A federal judge’s order that would have permitted same-sex couples in Mississippi  to get married next week will not go into effect.  The U.S. Court of Appeals for the Fifth Circuit, saying that a detailed examination of the constitutional question is needed, on Thursday ordered a postponement of any such marriages while the state’s appeal goes forward on an expedited schedule.  The judge’s order would have taken effect December 9.

Meanwhile, in an order on Wednesday that clouds the situation in Florida, the U.S. Court of Appeals for the Eleventh Circuit refused that state’s request to extend a postponement beyond January 5, the day when marriages could begin there under a federal judge’s order.  The actual situation over the next few weeks is somewhat unclear, however, because a series of state court rulings against Florida’s ban are on hold in different parts of the state, while higher state courts review the issue.  Florida officials have the option of asking the Supreme Court to delay the federal court case.

The appeals courts handling the Mississippi and Florida cases are among the last at that level to take up the same-sex marriage issue in the eighteen months since the Supreme Court’s decision in United States v. Windsor set off a wave of lower court rulings, most of which have nullified state bans.  The only other appeals courts yet to weigh in are in the First and Eighth Circuits, but cases are also pending in each.

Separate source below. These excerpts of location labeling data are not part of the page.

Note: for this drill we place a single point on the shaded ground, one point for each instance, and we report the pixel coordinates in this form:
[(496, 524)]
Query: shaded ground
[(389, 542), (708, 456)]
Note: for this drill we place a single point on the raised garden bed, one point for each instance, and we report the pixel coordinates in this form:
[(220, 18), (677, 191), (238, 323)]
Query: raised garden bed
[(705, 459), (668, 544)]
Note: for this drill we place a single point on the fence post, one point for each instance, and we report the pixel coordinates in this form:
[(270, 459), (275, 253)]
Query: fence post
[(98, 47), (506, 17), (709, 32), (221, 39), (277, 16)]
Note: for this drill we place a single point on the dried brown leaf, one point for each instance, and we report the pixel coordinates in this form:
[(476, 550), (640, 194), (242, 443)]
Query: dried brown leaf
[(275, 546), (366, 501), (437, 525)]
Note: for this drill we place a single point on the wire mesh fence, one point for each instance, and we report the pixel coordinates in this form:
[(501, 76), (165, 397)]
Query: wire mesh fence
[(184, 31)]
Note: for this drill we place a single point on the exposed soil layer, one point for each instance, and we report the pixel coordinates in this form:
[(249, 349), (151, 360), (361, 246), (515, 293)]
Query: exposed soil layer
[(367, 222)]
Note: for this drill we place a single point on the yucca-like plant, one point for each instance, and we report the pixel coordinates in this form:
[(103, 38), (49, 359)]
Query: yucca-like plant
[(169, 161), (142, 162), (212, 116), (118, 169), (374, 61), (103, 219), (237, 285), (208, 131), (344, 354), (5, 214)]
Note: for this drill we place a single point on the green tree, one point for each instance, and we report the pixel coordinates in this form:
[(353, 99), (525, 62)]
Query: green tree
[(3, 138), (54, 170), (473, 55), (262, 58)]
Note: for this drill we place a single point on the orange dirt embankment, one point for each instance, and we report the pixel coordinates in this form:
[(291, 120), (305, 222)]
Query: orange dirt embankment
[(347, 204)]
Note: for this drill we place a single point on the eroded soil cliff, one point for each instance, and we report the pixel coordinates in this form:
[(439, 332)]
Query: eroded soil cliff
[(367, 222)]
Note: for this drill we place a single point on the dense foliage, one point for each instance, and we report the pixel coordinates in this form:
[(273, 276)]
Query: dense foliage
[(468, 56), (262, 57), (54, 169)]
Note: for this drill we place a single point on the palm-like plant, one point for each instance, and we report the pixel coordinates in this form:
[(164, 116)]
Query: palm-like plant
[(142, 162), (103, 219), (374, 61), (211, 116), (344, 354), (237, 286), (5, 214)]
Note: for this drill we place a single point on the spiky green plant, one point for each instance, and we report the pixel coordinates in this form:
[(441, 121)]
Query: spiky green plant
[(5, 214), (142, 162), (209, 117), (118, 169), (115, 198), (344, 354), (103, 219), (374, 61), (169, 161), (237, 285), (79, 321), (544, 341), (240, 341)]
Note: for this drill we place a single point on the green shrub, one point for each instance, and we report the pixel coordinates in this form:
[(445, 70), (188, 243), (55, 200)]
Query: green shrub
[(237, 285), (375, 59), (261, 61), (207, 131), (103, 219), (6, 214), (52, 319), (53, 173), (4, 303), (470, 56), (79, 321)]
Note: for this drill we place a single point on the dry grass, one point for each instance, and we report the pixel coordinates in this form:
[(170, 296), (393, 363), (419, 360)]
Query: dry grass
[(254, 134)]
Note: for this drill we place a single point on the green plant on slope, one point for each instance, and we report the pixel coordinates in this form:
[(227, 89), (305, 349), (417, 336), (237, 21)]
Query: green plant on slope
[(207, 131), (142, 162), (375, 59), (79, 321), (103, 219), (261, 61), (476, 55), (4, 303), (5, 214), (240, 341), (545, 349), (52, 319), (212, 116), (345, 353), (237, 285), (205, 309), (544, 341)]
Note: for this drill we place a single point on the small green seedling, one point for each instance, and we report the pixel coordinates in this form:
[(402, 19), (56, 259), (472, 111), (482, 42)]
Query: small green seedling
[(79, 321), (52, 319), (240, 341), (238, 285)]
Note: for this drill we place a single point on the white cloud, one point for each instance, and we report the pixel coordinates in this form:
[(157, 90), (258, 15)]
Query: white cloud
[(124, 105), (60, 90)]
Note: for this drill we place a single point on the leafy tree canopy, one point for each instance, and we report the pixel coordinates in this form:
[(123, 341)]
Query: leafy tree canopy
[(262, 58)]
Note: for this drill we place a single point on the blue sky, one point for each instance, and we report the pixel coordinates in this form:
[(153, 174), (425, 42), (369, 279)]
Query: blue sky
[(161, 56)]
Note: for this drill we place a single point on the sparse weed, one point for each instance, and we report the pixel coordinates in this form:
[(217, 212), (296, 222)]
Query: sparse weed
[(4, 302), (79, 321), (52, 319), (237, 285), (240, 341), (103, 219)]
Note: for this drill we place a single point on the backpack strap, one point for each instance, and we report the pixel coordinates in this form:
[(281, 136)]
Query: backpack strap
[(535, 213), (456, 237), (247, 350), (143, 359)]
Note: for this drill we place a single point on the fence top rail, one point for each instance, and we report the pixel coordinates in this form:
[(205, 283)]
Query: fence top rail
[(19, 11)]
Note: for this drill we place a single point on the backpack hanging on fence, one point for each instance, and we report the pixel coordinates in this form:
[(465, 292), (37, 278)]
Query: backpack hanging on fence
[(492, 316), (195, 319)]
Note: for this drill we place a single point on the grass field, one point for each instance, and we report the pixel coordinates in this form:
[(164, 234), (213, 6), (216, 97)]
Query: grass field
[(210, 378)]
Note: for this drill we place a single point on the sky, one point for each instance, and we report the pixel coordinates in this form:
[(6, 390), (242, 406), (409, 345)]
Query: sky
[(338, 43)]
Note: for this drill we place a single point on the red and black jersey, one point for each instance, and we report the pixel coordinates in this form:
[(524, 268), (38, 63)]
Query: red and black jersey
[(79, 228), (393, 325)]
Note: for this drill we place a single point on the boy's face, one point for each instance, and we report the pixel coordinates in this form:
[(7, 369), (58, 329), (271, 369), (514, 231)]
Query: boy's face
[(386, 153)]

The Supreme Court currently has pending on its docket five cases.  Four of those are appeals by same-sex couples seeking to challenge the decision by the U.S. Court of Appeals for the Sixth Circuit, a decision that upheld bans in four states and thus broke the pattern followed in other appeals courts.  The fifth is an appeal contesting a federal judge’s ruling upholding the Louisiana ban — only one of two by trial-level judges to do so.  The Louisiana petition seeks to test that state’s ban even before the Fifth Circuit rules on it.

The Justices have not yet scheduled any of those cases for initial consideration.  The earliest that they may do so is likely to be the private Conference on January 9.

Currently, the Fifth Circuit is scheduled to hold separate hearings on January 9 — before the same three-judge panel of judges — in the case from Louisiana and another from Texas.  As a result of an order issued Thursday, the Mississippi case is also being expedited, and it will be heard by that same panel — although not necessarily on the same day.  The Fifth Circuit refused a request by same-sex couples to hear all three of the cases at the same time.

State officials had gone to the Fifth Circuit with a plea for a delay because the federal judge in Jackson who ruled against the state’s ban last month only put off his ruling for fourteen days, thus raising the prospect that such marriages could begin December 9.  As other federal appeals court have, while they studied state appeals, the Fifth Circuit granted the requested delay, to last while the appeal proceeds.

Noting that it was moving ahead on a faster-than-usual schedule on the three cases, the Fifth Circuit said that “a temporary maintenance of the status quo balances the possibility of harm [to same-sex couples] with the need to resolve [their] claims in a manner that is both expeditious and circumspect.”